When dealing with graphs of equations, x-intercepts are key points that highlight where the graph of a function touches or crosses the x-axis. In simple terms, x-intercepts are the coordinates on the graph where the value of y is zero. To find x-intercepts, follow these steps:

• Set the entire equation equal to zero. For example, if you have an equation such as \(y = 2x^2 - 6x - 8\), to find its x-intercepts, we set \(y = 0\) resulting in \(0 = 2x^2 - 6x - 8\).
• Solve the resulting equation in terms of \(x\). This involves techniques like factoring or using the quadratic formula.

Finding x-intercepts is essential to understand the behavior of quadratic equations, as they give points where the graph precisely hits the x-axis.

Factoring quadratics is a process used to rewrite a quadratic equation as a product of its linear factors.

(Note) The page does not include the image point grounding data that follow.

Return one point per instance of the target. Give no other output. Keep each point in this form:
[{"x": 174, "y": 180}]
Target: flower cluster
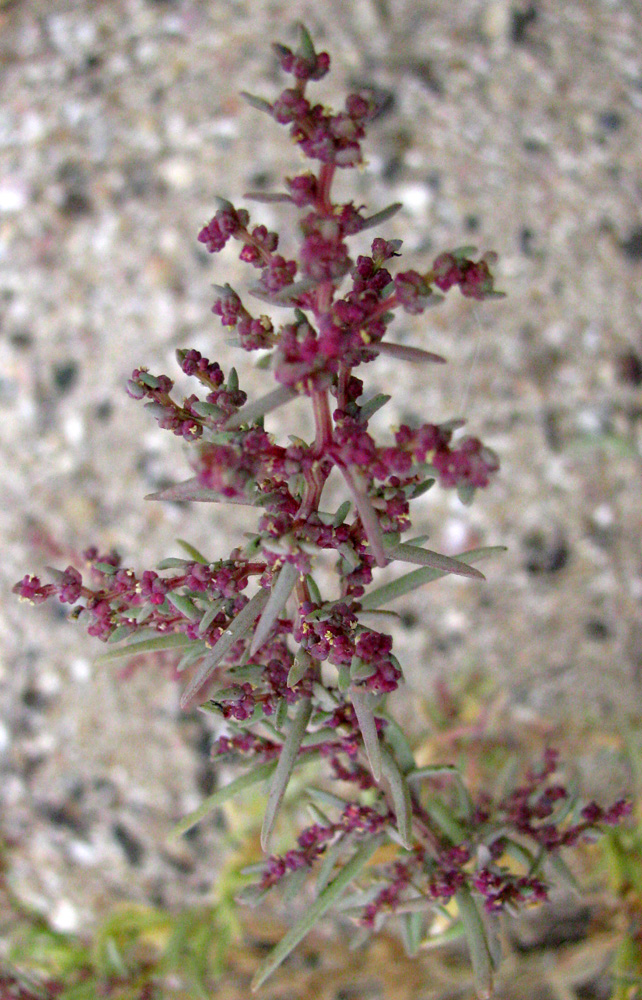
[{"x": 293, "y": 674}]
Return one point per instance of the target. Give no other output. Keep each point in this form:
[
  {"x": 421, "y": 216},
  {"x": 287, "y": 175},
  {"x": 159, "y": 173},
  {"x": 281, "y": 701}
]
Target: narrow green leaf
[
  {"x": 191, "y": 490},
  {"x": 447, "y": 936},
  {"x": 411, "y": 581},
  {"x": 267, "y": 198},
  {"x": 400, "y": 797},
  {"x": 306, "y": 45},
  {"x": 191, "y": 551},
  {"x": 342, "y": 512},
  {"x": 363, "y": 704},
  {"x": 412, "y": 930},
  {"x": 281, "y": 590},
  {"x": 403, "y": 352},
  {"x": 170, "y": 640},
  {"x": 281, "y": 714},
  {"x": 314, "y": 913},
  {"x": 172, "y": 562},
  {"x": 367, "y": 513},
  {"x": 210, "y": 615},
  {"x": 251, "y": 412},
  {"x": 221, "y": 795},
  {"x": 401, "y": 748},
  {"x": 477, "y": 940},
  {"x": 436, "y": 560},
  {"x": 285, "y": 766},
  {"x": 315, "y": 593},
  {"x": 238, "y": 629}
]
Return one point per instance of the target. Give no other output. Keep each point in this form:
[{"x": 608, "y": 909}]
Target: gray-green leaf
[
  {"x": 285, "y": 766},
  {"x": 237, "y": 630},
  {"x": 281, "y": 590},
  {"x": 220, "y": 796},
  {"x": 411, "y": 581},
  {"x": 314, "y": 913},
  {"x": 362, "y": 702}
]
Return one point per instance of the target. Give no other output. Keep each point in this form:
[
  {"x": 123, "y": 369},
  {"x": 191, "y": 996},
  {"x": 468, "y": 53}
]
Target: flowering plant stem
[{"x": 292, "y": 674}]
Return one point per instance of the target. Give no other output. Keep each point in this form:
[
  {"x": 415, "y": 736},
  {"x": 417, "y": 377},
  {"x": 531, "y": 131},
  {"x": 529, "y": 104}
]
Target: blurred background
[{"x": 514, "y": 126}]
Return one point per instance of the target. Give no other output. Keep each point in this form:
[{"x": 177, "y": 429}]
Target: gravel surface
[{"x": 515, "y": 126}]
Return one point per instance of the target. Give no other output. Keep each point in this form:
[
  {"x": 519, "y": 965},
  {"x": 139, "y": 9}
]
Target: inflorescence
[{"x": 293, "y": 674}]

This is often a simpler form that makes solving the equation easier.To factor quadratic equations like \(0 = x^2 - 3x - 4\), you need to:

• Identify two numbers that multiply together to give the constant term (in this case, \(-4\)) and add up to give the linear coefficient (\(-3\)). Here, those numbers are \(1\) and \(-4\).
• Rewrite the quadratic as a product of binomials: \((x-4)(x+1) = 0 \).

This factorization process is crucial as it allows you to quickly find the solutions of the quadratic equation by setting each factor equal to zero.

Solving quadratic equations involves finding values of \(x\) that satisfy the equation. This can be done through different methods, such as factoring, completing the square, or using the quadratic formula. For the equation \(0 = 2x^2 - 6x - 8\), we focused on:**Simplifying and Factoring**

• First, we simplify the equation by dividing all terms by 2, resulting in \(x^2 - 3x - 4 = 0\).
• Next, we factor the simplified equation resulting in \((x-4)(x+1) = 0\).

**Solving for x**

• Once factored, set each bracket equal to zero: \(x - 4 = 0\) and \(x + 1 = 0\).
• Solve for \(x\), giving solutions \(x = 4\) and \(x = -1\).

Ultimately, solving quadratic equations gives us possible x-values that make \(y = 0\), thereby determining the points of the graph (x-intercepts) that cross the x-axis.